Nichts für ungut, Herr Klopp, aber Real Madrid ist dann wohl doch noch mal eine andere Hausnummer. Das wird auch der Erfolgstrainer des BVB so sehen und deshalb auch nichts gegen die Einschätzung einzuwenden haben, dass das wirklich große Kino an diesem bemerkenswerten Mittwochabend nicht vor den Mikrofonen, sondern auf dem Rasen des Dortmunder Stadions stattfand.

Dort brillierte ein Mann, der für Geschichte sorgte: Robert Lewandowski. Niemals ist es bislang einem Spieler gelungen, in einem Halbfinale der Champions League vier Tore zu erzielen. Nicht Messi, nicht Ronaldo, nicht Ibrahimovic und auch nicht Rooney. Doch dann kam Lewandowski und katapultierte sich in den europäischen Fußballolymp. Einmal in der ersten Hälfte zur Dortmunder Führung, nochmals zu Beginn des zweiten Durchgangs, kurz danach folgte ein kleiner Geniestreich im wilden Getümmel und dann als Krönung ein krachender Elfmeter mitten ins Herz der Königlichen, die im Fegefeuer dieses ungewöhnlichen Stürmers reichlich bürgerlich daherkamen.

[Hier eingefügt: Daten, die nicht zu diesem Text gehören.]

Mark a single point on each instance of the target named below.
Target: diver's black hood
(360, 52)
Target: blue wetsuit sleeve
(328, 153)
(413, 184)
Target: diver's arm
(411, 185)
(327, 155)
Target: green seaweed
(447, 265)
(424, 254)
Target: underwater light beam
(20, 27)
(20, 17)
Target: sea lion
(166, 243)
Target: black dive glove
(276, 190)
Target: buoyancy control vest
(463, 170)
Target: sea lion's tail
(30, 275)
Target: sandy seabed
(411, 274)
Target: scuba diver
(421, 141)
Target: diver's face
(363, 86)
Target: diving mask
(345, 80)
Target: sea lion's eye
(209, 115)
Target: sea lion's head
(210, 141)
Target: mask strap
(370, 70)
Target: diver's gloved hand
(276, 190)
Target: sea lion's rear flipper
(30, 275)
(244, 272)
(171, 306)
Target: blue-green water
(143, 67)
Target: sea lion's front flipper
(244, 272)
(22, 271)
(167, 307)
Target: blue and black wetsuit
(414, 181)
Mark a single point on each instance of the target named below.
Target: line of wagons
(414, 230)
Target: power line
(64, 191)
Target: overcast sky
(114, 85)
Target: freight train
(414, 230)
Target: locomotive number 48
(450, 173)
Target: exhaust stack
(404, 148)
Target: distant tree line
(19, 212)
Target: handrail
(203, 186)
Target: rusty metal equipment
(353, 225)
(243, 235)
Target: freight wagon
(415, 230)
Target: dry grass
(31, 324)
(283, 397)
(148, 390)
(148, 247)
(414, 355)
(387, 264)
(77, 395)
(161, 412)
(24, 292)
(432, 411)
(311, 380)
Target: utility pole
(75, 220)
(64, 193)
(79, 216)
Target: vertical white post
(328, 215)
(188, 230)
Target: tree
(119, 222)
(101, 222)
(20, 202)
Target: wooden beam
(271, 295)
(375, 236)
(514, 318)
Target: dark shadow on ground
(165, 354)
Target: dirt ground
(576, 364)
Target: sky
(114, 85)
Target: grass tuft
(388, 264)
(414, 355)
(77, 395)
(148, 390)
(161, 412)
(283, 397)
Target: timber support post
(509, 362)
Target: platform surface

Borussia Dortmund - Real Madrid

Borussia Dortmund lässt sich von Real Madrid nicht beeindrucken.

(Foto: dpa)

Als das Spiel gelaufen und die Helden geduscht waren, konnte jeder Dortmunder Profi ermessen, was diese Vorstellung bedeutete. Nämlich nicht weniger als ein ganz besonderes Schmankerl in einer an Höhenpunkten ohnehin schon reichen Champions-League-Saison. "Es war ein überragender Abend, nicht nur für mich, sondern für die ganze Mannschaft", verkündete Lewandowski, der eigentlich nicht zu den Typen gehört, die das große Wort führen: "4:1 gegen Real Madrid: Das war richtig geil!" Und Manndecker Neven Subotic fabulierte im Glücksgefühl eines unglaublichen Triumphs: "Robert ist die Crème de la Crème der Weltklasse. Er ist so stark, er ist einfach nicht zu verteidigen."

Was für ein Auftritt, was für eine Nacht: Wahrlich epochal, nicht nur, weil Dortmunds Sturmführer einen Lauf hatte, der mit dem Wort sensationell nur unzureichend beschrieben ist. Es ging um mehr: Bayern gegen Barcelona 4:0, Dortmund gegen Real 4:1, das macht in der Summe acht Tore für die beiden Vertreter aus der Bundesliga und gerade mal einen Treffer für den Rest Europas. Oder, um es auf den Ländervergleich zu verdichten: Deutschland acht, Spanien eins. Ist das der Machtwechsel, an dem sich Bundestrainer Joachim Löw mit der Nationalmannschaft bislang so erfolglos abgearbeitet hat?

Brisanz in Wembley

So weit mochte José Mourinho nicht gehen, obwohl sich Reals Erfolgstrainer darauf festlegte, "dass hier definitiv die bessere Mannschaft gewonnen hat, da sind wir wohl alle einer Meinung". Aber daraus einen Zeitenwechsel abzuleiten, dazu konnte sich der streitbare Portugiese dann doch nicht durchringen. Ganz klar, Deutschland habe eine "Generation mit sehr guten Spielern, aber der spanische Fußball bleibt der spanische Fußball, man sollte nicht nach zwei Spielen urteilen."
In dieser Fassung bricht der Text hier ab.